Donkey milk may seem like something newfangled, but in fact, people have been consuming it for thousands of years. It was also recommended by Hippocrates as a remedy for a variety of ailments, including wound healing and liver problems. Hippocrates paid special attention to the treatment of mental disorders and nervous diseases with donkey milk. In ancient Rome, rubbing the skin with bread dipped in donkey’s milk was popular. The effect of this procedure was similar to that obtained after peeling. Pliny the Elder, an ancient Roman author, mentions that “donkey milk erases wrinkles on the face, makes the skin softer and maintains it light”; and the Egyptian queen Cleopatra even bathed in donkey milk to keep her skin soft and radiant. They say that to fill such a bathtub, milk from 700 donkeys was required!
Well, a bath with milk is too much, of course, also because of the cost of a magic remedy for youth and beauty: the price per liter is from 30 to 100 Euros. “More expensive than champagne, but more effective than the elixir of youth,” the Greeks joke. But you can afford a couple of bottles (or a jar of anti-aging cream).
Modern researches show that donkey milk really has beneficial effects on the skin. It is today used in the treatment of many diseases. At just 1% fat, it is much richer than the bovine one in vitamin C and probiotics needed for the intestinal health. In addition, it is well absorbed by people with lactose intolerance. In the field of cosmetics, “Cleopatra’s remedy” is used in anti-aging creams and soaps, gels and shampoos. In addition, the composition of donkey milk is close to human breast milk. Therefore, it is often used for artificial feeding of premature and weak newborns.
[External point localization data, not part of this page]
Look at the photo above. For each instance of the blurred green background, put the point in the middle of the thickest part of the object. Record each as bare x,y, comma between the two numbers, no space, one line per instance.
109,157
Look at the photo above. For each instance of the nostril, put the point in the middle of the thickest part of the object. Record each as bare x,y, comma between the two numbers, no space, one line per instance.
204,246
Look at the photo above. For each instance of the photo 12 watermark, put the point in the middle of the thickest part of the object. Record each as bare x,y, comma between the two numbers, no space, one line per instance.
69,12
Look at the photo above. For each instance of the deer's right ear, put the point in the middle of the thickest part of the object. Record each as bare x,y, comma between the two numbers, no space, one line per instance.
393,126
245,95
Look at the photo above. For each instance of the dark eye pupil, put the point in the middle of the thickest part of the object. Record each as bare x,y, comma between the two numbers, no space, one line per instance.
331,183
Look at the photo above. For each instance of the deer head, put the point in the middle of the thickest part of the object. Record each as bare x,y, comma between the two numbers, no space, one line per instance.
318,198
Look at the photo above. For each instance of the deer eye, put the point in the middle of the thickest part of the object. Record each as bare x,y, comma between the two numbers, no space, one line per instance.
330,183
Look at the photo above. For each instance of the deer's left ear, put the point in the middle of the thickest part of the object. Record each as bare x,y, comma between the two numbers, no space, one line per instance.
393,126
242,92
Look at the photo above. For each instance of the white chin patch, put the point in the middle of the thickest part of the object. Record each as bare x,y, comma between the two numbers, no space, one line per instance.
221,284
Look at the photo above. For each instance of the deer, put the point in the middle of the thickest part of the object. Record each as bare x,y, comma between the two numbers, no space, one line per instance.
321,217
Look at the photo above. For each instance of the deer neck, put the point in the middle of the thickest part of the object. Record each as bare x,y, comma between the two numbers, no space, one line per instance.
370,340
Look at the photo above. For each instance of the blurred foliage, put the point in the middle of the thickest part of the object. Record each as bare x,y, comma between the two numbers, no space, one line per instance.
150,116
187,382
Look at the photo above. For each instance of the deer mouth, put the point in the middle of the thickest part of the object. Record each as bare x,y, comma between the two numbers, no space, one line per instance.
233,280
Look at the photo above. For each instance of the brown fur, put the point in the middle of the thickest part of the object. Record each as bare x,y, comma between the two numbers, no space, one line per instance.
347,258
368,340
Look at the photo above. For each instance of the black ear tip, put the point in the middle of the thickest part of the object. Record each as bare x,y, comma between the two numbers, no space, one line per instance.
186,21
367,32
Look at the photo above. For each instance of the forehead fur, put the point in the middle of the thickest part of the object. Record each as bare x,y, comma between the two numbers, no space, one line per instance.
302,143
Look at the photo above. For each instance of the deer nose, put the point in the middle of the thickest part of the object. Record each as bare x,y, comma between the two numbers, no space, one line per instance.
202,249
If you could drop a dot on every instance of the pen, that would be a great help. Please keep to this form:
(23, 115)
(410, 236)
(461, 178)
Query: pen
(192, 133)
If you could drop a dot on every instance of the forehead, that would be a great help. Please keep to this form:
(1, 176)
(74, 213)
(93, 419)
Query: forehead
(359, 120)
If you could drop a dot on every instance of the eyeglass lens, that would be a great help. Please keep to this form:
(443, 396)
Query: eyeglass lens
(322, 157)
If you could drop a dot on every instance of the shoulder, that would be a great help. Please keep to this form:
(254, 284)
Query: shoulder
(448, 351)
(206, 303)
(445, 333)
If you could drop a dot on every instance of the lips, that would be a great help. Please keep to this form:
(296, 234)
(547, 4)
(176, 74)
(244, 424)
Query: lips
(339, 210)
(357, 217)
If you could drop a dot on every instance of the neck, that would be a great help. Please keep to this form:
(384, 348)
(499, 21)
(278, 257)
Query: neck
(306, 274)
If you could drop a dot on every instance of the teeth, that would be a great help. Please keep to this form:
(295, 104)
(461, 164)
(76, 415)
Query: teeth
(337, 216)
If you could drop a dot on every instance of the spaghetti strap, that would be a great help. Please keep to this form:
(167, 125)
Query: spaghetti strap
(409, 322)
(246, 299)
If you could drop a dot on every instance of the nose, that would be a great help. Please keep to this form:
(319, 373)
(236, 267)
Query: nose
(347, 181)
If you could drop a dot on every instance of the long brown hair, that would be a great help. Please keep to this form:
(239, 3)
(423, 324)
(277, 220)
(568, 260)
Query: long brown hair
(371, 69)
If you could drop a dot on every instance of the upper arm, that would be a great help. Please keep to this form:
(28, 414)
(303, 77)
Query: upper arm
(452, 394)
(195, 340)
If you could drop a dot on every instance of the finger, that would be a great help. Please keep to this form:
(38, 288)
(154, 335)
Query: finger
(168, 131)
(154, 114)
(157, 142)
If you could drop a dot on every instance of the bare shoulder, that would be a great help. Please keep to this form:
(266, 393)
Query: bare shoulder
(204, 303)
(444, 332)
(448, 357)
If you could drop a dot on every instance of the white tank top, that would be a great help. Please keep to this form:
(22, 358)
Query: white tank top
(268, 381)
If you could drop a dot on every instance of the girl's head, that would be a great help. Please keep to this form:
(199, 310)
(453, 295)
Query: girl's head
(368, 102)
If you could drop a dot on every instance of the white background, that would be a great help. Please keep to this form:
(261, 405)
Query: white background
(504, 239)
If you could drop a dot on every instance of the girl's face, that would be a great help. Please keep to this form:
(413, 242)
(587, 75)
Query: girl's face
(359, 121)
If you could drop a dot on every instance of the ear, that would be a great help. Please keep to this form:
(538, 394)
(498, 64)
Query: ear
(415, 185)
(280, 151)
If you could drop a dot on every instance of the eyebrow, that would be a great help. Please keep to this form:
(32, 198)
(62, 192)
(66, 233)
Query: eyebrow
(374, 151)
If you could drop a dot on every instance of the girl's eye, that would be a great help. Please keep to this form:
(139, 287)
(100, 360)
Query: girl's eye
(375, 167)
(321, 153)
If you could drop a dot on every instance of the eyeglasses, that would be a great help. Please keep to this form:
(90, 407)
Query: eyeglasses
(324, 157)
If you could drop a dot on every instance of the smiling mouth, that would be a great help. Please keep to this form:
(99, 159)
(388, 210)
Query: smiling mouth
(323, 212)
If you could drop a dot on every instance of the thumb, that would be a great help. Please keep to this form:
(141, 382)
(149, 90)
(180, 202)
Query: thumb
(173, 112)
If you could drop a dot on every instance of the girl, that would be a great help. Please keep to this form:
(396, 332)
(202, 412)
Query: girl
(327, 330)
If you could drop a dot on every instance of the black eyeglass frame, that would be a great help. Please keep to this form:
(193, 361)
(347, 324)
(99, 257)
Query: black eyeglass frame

Modern research on the beneficial properties of this product has begun quite recently, so these properties have not been fully studied. However, it is known for certain that donkey milk, being a natural and anti-allergenic product, does not bring any harm to the body. The only contraindication is individual intolerance.
Why is it so expensive?
Donkeys rarely become pregnant, and not earlier than three years of age. The gestation period is more than a year (372-374 days). A donkey needs almost as much feed as a cow, and it gives much less milk: from 400 ml to 1 liter per day. Moreover, half of this amount is required for feeding the donkeys. Let’s now calculate….
Despite the high price, the demand for this product is only growing in Greece, as is the corresponding business. An example of such a thriving business is its manufacturing in Nigrit, Macedonia. Milk from this region is so prized for its nutritional and cosmetic properties that it actually costs more than French champagne. It is often sold for over € 50 per liter and is processed to produce cheese, nutritional supplements, cleansers, moisturizers, anti-aging soaps, sweets and liqueurs.